Issue one comes from the attitude ‘been there, done that, got the t-shirt’. For example ‘my puppy has met a child, had no reaction, job done’. Remember the developmental stages puppies go through, these will affect your puppies reaction to a stimulus, puppy needs to meet children at every stage of its development, regularly and confidently. I describe this attitude as ‘allowing issues’ i.e not enough socialisation training allows issues to arise nothing has been done to prevent these ‘negative behaviours’.

Issue two is something that many owners do subconsciously. The attitude ‘he will be fine, throw him in the deep end’ can perhaps cause the most detriment in socialisation training. Lets take a puppy party, 8 puppies are let off lead in an enclosed area. The puppy may learn to become a victim or a bully, this may then become a ‘learnt behaviour’ so by ‘forcing’ the dog into this environment rather than gradually building it up and by taking no control (regular recalls, quite time ect) the dog learns undesirable behaviours.

Here is an analogy for problem 3 - Imagine a 30 year old man greeting someone with ‘ga-ga’ and a smiley wave, instead of shaking someone’s hand politely like we have been brought up to do, this is the result of not raising criteria with age.
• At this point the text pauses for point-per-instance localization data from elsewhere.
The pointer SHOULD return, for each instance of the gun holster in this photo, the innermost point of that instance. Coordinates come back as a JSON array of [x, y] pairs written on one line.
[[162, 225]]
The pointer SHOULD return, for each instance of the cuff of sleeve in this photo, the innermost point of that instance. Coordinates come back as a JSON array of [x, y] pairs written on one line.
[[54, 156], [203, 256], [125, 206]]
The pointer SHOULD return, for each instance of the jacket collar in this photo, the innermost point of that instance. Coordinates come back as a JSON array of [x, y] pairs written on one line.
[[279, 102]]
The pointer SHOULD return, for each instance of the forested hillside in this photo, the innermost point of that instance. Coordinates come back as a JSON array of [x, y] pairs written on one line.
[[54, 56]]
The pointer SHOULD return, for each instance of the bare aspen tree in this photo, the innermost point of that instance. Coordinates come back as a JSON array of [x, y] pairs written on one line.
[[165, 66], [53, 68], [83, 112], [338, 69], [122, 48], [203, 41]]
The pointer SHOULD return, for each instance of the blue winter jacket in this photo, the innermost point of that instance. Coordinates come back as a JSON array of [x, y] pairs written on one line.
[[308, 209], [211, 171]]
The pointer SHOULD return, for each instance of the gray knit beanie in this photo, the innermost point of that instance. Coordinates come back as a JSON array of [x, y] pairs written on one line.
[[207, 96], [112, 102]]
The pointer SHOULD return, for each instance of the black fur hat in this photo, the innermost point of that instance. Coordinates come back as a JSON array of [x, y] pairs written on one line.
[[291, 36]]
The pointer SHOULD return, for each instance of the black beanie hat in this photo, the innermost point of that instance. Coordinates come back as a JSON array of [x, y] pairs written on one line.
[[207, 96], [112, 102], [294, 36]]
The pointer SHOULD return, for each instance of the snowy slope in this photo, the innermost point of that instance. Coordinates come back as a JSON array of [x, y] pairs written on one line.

In a canine, the equivalent behaviour when meeting a human would be lots of hyper, frequent licks and a body out of control rather than sitting and waiting to be invited to say hello. The dog has been taught that people are great, but not to show some self control before being invited.

Below are extracts from one of the diaries from a D-Force puppy owner. What is brilliant is how much care is taken to avoid the three above problems.

Puppy age: 8 weeks
Overall aim: Teach a polite meet and greet with humans
Aim for this session: increase confidence to approach people
What happened: met 10 people all gave puppy treat and gentle fuss. Puppy grew in confidence did not back away. Man in hat was scary!

(In-between 8 and 10 weeks lots of hat work)

Puppy age: 10 weeks
Overall aim: Teach a polite meet and greet with humans
Aim for this session: Sit before meeting person
What happened:  Met 10 people. Asked puppy to sit before meeting each person, rewarded (high value) and then released to greet stranger who gave reward (high value)

Puppy age: 12 weeks
Overall aim: Teach a polite meet and greet with humans
Aim for this session: Puppy offers sit position when in front of stranger
What happened: Met 10 people. Had to prompt the first 3 sits and then puppy offered last 7. Slight caution of man in hat. Need to go back to high rewards from lots of people in hats.

Who is willing to be honest? Most dogs will react to a certain stimuli in a non-ideal manor. Identified it? Hattie’s (my 10 year old retriever) is loud Lorries (probably because you don’t see many in my village), Cody’s is cows (seen a lot but never did any ‘socialisation training’ specifically on cows). Form an initial plan including your overall goal. Have a go and see how you get on. And let’s prove that socialisation does work outside the critical period!

Step 1: From a large distance from stimuli push feed or play with dog. Don’t push your luck and move closer until your dog is ready. This step should last a week. No ‘commands’ are being asked for just to have a good time whilst the stimuli is present.